Zudem ist jede Übergabestation direkt mit der Heizzentrale verbunden. Aus der Zentrale können die Stationen somit direkt überwacht oder auch justiert werden.

Die hohe Versorgungssicherheit und der Wegfall der Beschaffung auf Vorrat machen die Nutzung des Heizsystems so angenehm. Auch beim Thema Sicherheit sammelt Fernwärme Pluspunkte: ohne Heizöltank im Gebäude entfallen die Gefahren, die dadurch entstehen können.

Und zu guter Letzt: eine Umstellung auf Fernwärme ist bei bestehendem Leitungsnetz schnell und einfach umgesetzt.

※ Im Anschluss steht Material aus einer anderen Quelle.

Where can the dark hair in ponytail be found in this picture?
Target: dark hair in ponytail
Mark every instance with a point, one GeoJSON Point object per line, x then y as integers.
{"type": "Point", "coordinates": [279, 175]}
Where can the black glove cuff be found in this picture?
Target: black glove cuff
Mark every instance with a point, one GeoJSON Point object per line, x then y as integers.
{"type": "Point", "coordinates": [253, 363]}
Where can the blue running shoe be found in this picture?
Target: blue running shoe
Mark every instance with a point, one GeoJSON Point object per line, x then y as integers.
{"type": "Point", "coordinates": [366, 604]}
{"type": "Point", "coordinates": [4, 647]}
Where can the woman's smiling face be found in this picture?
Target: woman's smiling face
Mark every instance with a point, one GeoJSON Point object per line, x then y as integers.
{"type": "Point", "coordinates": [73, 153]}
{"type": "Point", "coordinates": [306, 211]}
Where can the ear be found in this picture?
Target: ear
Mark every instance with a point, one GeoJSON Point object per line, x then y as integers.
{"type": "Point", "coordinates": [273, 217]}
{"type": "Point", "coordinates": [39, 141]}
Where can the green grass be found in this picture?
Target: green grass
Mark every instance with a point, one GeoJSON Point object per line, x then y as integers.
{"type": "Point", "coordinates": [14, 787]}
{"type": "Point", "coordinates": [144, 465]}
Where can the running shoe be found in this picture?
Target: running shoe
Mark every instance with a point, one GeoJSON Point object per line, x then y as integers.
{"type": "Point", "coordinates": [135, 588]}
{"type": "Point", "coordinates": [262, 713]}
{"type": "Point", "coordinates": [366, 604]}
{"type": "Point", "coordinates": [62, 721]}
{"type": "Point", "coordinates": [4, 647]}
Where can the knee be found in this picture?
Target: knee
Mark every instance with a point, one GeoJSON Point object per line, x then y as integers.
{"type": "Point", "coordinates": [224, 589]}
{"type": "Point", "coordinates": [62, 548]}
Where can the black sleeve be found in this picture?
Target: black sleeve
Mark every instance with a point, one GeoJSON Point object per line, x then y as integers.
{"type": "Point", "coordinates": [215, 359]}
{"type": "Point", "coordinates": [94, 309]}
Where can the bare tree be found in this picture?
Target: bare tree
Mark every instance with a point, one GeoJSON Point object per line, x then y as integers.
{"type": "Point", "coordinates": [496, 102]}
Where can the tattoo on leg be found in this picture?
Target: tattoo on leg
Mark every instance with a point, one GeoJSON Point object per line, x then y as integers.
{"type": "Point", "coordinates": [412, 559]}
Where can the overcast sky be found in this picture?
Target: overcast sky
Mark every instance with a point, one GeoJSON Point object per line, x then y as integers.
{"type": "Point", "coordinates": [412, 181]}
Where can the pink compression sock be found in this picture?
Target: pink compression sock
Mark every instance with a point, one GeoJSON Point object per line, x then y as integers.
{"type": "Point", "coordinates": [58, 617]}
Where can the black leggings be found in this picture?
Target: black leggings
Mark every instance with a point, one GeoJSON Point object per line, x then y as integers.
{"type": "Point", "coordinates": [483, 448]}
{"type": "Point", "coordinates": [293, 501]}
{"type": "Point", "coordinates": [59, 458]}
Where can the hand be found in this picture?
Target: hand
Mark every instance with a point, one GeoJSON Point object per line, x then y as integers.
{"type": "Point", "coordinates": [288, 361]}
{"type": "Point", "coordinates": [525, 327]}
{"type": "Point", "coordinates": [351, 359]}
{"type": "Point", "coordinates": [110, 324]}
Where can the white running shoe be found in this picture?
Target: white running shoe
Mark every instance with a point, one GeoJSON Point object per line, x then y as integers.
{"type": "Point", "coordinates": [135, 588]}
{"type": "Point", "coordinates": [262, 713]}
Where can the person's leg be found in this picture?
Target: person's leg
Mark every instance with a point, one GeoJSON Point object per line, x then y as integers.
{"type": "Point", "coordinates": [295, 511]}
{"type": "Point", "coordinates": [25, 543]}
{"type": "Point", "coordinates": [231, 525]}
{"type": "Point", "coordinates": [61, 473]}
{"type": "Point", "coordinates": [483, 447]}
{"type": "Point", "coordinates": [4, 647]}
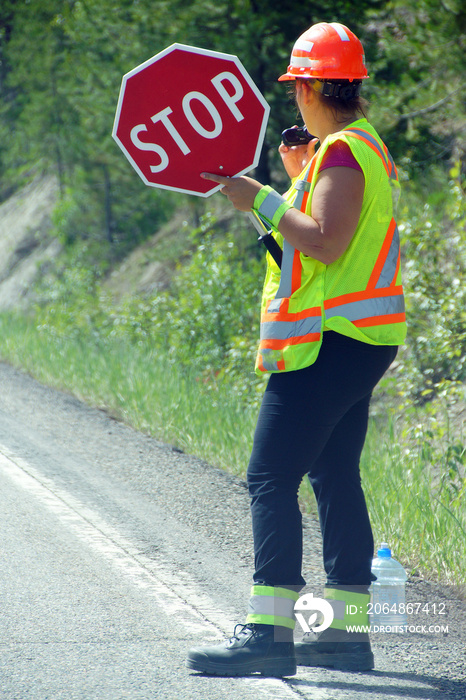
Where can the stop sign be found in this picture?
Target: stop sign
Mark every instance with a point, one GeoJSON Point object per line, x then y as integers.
{"type": "Point", "coordinates": [189, 110]}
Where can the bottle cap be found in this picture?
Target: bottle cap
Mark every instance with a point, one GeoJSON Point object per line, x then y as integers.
{"type": "Point", "coordinates": [384, 551]}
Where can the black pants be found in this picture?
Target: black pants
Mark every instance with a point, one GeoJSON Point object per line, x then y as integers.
{"type": "Point", "coordinates": [314, 421]}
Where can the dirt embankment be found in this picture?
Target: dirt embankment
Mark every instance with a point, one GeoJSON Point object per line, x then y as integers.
{"type": "Point", "coordinates": [25, 246]}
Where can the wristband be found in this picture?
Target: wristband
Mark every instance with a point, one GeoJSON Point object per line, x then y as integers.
{"type": "Point", "coordinates": [270, 206]}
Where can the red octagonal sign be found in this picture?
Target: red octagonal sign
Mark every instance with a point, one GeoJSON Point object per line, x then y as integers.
{"type": "Point", "coordinates": [186, 111]}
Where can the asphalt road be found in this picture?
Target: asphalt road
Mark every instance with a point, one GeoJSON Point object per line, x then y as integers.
{"type": "Point", "coordinates": [118, 553]}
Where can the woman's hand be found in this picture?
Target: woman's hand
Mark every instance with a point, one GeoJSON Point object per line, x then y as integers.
{"type": "Point", "coordinates": [241, 191]}
{"type": "Point", "coordinates": [295, 158]}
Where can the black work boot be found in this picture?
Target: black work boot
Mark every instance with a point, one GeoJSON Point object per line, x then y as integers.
{"type": "Point", "coordinates": [252, 649]}
{"type": "Point", "coordinates": [345, 651]}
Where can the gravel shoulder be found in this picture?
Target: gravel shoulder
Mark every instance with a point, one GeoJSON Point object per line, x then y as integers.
{"type": "Point", "coordinates": [215, 548]}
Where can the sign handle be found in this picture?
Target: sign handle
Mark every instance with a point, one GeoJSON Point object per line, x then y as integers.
{"type": "Point", "coordinates": [265, 237]}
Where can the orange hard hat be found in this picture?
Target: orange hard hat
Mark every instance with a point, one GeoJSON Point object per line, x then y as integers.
{"type": "Point", "coordinates": [328, 52]}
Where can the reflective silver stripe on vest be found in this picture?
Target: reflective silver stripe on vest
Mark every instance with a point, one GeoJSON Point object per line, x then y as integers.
{"type": "Point", "coordinates": [270, 364]}
{"type": "Point", "coordinates": [281, 330]}
{"type": "Point", "coordinates": [285, 288]}
{"type": "Point", "coordinates": [387, 159]}
{"type": "Point", "coordinates": [367, 308]}
{"type": "Point", "coordinates": [271, 605]}
{"type": "Point", "coordinates": [302, 185]}
{"type": "Point", "coordinates": [388, 271]}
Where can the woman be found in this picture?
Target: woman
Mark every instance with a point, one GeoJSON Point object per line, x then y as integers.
{"type": "Point", "coordinates": [332, 319]}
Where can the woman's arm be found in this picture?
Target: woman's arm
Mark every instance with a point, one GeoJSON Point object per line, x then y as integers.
{"type": "Point", "coordinates": [336, 208]}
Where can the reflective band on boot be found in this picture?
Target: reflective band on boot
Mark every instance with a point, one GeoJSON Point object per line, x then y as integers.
{"type": "Point", "coordinates": [272, 605]}
{"type": "Point", "coordinates": [349, 608]}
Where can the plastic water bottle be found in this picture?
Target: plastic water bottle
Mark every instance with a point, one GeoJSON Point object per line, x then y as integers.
{"type": "Point", "coordinates": [388, 603]}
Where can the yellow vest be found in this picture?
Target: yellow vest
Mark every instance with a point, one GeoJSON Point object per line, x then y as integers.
{"type": "Point", "coordinates": [360, 295]}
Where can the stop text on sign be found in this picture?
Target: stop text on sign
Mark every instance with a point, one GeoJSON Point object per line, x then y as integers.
{"type": "Point", "coordinates": [186, 111]}
{"type": "Point", "coordinates": [163, 116]}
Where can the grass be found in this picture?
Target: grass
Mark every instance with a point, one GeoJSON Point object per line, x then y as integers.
{"type": "Point", "coordinates": [412, 468]}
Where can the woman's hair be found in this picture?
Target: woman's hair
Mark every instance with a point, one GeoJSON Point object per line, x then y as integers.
{"type": "Point", "coordinates": [341, 106]}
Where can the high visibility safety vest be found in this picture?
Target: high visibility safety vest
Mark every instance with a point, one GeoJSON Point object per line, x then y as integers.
{"type": "Point", "coordinates": [360, 295]}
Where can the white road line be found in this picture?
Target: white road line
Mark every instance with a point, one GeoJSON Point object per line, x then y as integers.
{"type": "Point", "coordinates": [175, 593]}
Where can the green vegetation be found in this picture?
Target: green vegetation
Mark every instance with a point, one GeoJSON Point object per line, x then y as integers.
{"type": "Point", "coordinates": [177, 361]}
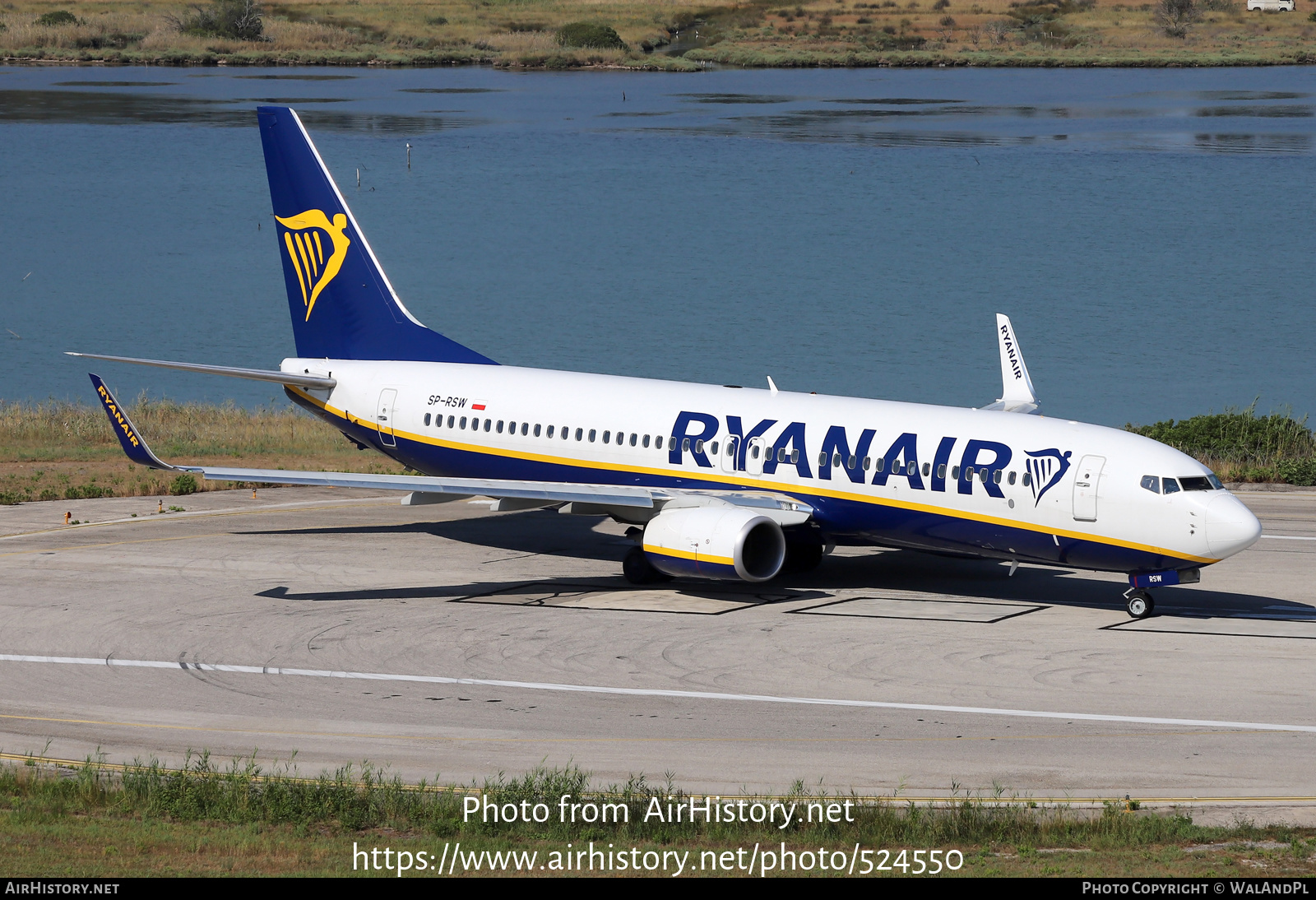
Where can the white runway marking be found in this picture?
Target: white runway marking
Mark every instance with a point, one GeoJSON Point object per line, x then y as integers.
{"type": "Point", "coordinates": [649, 693]}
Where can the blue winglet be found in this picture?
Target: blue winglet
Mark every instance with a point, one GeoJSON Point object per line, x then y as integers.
{"type": "Point", "coordinates": [128, 436]}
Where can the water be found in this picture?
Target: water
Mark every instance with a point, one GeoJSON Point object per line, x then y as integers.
{"type": "Point", "coordinates": [846, 232]}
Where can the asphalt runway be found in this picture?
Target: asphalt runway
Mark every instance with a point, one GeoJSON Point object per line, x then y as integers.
{"type": "Point", "coordinates": [454, 643]}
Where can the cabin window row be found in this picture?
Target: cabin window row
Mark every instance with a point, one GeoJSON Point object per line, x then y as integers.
{"type": "Point", "coordinates": [504, 427]}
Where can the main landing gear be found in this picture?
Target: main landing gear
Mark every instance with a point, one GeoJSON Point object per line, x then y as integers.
{"type": "Point", "coordinates": [1140, 603]}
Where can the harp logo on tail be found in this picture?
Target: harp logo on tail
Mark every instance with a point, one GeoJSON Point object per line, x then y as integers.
{"type": "Point", "coordinates": [316, 248]}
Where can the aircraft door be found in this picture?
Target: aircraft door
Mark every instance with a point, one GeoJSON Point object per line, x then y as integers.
{"type": "Point", "coordinates": [386, 415]}
{"type": "Point", "coordinates": [730, 454]}
{"type": "Point", "coordinates": [1086, 480]}
{"type": "Point", "coordinates": [754, 457]}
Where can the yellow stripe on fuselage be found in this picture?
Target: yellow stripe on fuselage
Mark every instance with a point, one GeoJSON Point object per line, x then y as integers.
{"type": "Point", "coordinates": [757, 485]}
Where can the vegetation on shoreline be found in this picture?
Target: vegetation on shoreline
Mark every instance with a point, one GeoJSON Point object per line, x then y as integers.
{"type": "Point", "coordinates": [206, 819]}
{"type": "Point", "coordinates": [576, 33]}
{"type": "Point", "coordinates": [67, 452]}
{"type": "Point", "coordinates": [1241, 447]}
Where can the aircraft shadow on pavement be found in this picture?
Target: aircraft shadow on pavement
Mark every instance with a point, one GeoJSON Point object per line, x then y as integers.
{"type": "Point", "coordinates": [549, 533]}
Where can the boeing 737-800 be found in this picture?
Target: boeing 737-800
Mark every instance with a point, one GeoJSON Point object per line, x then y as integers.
{"type": "Point", "coordinates": [719, 482]}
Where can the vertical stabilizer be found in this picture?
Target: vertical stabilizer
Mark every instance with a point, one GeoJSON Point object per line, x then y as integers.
{"type": "Point", "coordinates": [341, 302]}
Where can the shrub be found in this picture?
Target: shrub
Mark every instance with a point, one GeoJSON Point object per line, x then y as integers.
{"type": "Point", "coordinates": [590, 35]}
{"type": "Point", "coordinates": [1175, 16]}
{"type": "Point", "coordinates": [57, 17]}
{"type": "Point", "coordinates": [230, 19]}
{"type": "Point", "coordinates": [1298, 471]}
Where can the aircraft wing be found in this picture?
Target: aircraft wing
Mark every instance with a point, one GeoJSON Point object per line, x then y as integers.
{"type": "Point", "coordinates": [427, 489]}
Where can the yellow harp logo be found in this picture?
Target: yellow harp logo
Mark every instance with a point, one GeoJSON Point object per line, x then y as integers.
{"type": "Point", "coordinates": [306, 239]}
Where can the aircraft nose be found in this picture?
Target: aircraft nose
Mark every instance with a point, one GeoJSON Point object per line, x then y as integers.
{"type": "Point", "coordinates": [1230, 527]}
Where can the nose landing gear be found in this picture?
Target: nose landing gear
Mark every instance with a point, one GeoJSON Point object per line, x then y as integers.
{"type": "Point", "coordinates": [1140, 603]}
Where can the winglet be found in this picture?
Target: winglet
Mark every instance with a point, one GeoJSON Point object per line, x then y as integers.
{"type": "Point", "coordinates": [128, 436]}
{"type": "Point", "coordinates": [1017, 394]}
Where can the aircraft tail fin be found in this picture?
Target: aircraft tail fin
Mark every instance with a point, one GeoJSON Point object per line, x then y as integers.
{"type": "Point", "coordinates": [1017, 394]}
{"type": "Point", "coordinates": [341, 302]}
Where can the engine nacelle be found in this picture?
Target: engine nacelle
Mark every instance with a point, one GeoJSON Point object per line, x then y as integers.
{"type": "Point", "coordinates": [725, 542]}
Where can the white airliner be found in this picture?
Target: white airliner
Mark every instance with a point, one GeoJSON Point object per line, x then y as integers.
{"type": "Point", "coordinates": [719, 480]}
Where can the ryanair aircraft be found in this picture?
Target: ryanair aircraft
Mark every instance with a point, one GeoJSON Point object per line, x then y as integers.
{"type": "Point", "coordinates": [719, 482]}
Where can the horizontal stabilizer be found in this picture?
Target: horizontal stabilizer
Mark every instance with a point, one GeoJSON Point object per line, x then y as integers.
{"type": "Point", "coordinates": [232, 371]}
{"type": "Point", "coordinates": [1017, 394]}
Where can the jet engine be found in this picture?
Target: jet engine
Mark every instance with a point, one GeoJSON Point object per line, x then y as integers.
{"type": "Point", "coordinates": [725, 542]}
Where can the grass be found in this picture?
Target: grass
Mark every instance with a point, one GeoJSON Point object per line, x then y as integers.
{"type": "Point", "coordinates": [239, 819]}
{"type": "Point", "coordinates": [1241, 447]}
{"type": "Point", "coordinates": [66, 450]}
{"type": "Point", "coordinates": [524, 33]}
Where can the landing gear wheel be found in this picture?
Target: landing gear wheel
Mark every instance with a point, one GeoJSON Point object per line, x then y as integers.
{"type": "Point", "coordinates": [637, 570]}
{"type": "Point", "coordinates": [1140, 604]}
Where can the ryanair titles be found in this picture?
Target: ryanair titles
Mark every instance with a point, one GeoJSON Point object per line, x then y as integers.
{"type": "Point", "coordinates": [852, 456]}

Gehört Fernwärme die Heiz-Zukunft?

Ja. Fernwärme ist eines der Heizsysteme der Zukunft. Vor allem dann, wenn sie mit erneuerbarer Energie erzeugt wird. Das Energiegesetz des Kantons Freiburg folgt der Energiestrategie 2050 des Bundes und weist Förderungen für den Fernwärmeausbau aus. Denn Fernwärme kann einen wesentlichen Teil zur Energiewende beitragen. Wenn Sie als Verbraucher die Energiewende mit uns vorantreiben möchten, dann ist der Bezug von erneuerbarer Energie einer der vielen Schritte, die nötig sind.